Musik und Bier

Hi. Ich hab da mal was zusammengeschrieben. In erster Linie sind es Beobachtungen verknüpft mit autobiographischen Ereignissen und Büchern die ich gerne gelesen habe.Ich habe selbst über Jahre Musik gemacht (findest Du hier). Um Deine eigene Musik zu beschreiben benutzt Du dann im nächsten Satz Phrasen wie „klingt wie“ oder „hört sich an wie.“ Über diese Lektüre würde ich dann im Groben sagen, dass es irgendwas mit Christian Kracht, Benjamin von Stuckrad-Barre oder Bukowski zu tun haben muss. Nicht im Ansatz mit der Qualität, denn die ist einzigartig. Viel mehr aber mit der Stimmung und dem Genre. Ich bin über die Musik zum Schreiben gekommen, denn irgendjemand muss ja die Texte zusammenbasteln, wenn man Rock- und Popularmusik macht und nicht nur ständig über Liebe singen möchte. Also hab ich das dann gemacht. Ich habe noch hunderte von Texten rumliegen und habe dann irgendwann angefangen, aus diesen Erinnerungen und Fragmenten dieses kleine Buch zu schreiben.

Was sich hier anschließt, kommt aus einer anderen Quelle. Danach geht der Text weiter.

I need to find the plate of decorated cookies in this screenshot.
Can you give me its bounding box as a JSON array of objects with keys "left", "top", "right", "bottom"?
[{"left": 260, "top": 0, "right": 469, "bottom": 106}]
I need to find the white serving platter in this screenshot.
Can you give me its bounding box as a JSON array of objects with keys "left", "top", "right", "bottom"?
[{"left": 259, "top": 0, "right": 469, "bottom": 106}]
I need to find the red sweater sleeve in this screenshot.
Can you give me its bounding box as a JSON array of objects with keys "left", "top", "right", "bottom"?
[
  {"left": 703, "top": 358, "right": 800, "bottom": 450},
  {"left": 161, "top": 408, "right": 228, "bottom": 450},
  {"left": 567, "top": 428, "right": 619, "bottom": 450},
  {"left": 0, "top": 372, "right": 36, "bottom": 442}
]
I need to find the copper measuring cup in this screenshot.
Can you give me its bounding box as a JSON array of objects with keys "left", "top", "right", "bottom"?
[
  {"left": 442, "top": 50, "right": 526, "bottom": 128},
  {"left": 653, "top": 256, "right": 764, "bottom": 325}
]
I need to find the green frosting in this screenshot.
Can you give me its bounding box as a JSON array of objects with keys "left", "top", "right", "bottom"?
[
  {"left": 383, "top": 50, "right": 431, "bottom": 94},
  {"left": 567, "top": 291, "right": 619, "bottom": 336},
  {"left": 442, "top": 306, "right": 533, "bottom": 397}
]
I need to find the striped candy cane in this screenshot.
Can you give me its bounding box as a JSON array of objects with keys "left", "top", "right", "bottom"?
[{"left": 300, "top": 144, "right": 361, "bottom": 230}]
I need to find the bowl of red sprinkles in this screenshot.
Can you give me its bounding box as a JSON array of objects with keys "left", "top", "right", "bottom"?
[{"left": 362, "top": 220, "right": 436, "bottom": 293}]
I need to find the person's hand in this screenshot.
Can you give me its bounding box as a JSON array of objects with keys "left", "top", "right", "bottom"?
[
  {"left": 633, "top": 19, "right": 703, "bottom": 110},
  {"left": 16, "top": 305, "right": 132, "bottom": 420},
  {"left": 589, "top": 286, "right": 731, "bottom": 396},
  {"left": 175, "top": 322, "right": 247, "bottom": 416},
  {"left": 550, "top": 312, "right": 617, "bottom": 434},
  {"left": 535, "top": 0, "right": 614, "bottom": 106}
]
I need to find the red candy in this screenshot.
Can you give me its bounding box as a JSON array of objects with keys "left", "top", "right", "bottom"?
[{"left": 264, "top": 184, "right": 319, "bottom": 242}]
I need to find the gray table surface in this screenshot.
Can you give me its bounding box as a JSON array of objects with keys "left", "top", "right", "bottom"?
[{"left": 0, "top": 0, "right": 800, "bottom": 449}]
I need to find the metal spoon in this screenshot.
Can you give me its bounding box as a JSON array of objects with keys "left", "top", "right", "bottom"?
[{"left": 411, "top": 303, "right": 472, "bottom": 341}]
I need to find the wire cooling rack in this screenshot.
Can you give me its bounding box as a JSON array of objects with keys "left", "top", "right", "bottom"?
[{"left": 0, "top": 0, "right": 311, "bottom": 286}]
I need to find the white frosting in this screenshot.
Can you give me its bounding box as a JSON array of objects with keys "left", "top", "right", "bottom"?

Angefangen hat alles mit einer Erinnerung an eine Party in einer Bar in Kiel (bin gespannt ob der eine oder andere befreundete Leser die Bar erkennt). Ich war damals frisch getrennt von meiner Freundin und emotional irgendwo zwischen Rosamunde Pilcher und Chris de Burgh. Eine gefährliche Mischung sehr schlechten Geschmacks. Als irgendwann im Laufe des Abends „Believe“ von Cher gespielt wurde, setzte mir die Textzeile „Do you believe in life after love?” irgendwie zu. Kein wirklich guter Song, obwohl ich den Talkbox Effekt schon witzig fand. Den Rest des Abends lest ihr lieber selbst. Er macht Zeitsprünge aus dem analogen Zeitalter bis hin ins digitale und zurück. Vor allem aber wird viel Bier getrunken und Musik gehört. Denn sind wir doch mal ehrlich. Diese Welt wird immer komplexer und verrückter, so dass man kaum noch damit klarkommt. Daher kann es aus meiner Sicht nur hilfreich sein, wenn man sich auf nicht mehr als zwei Dinge fokussiert. Musik und Bier. In diesem Buch findet ihr beides.

Die Spotify Playlist zum besagten Abend in der Bar findet ihr hier. (wichtig) Das ebook findet ihr im amazon/Kindle store hier. Solltet ihr zu den apple Lemmingen gehören, könnt ihr es hier im apple store runterladen. Android User laden sich einfach die Kindle App aus dem Play Store runter.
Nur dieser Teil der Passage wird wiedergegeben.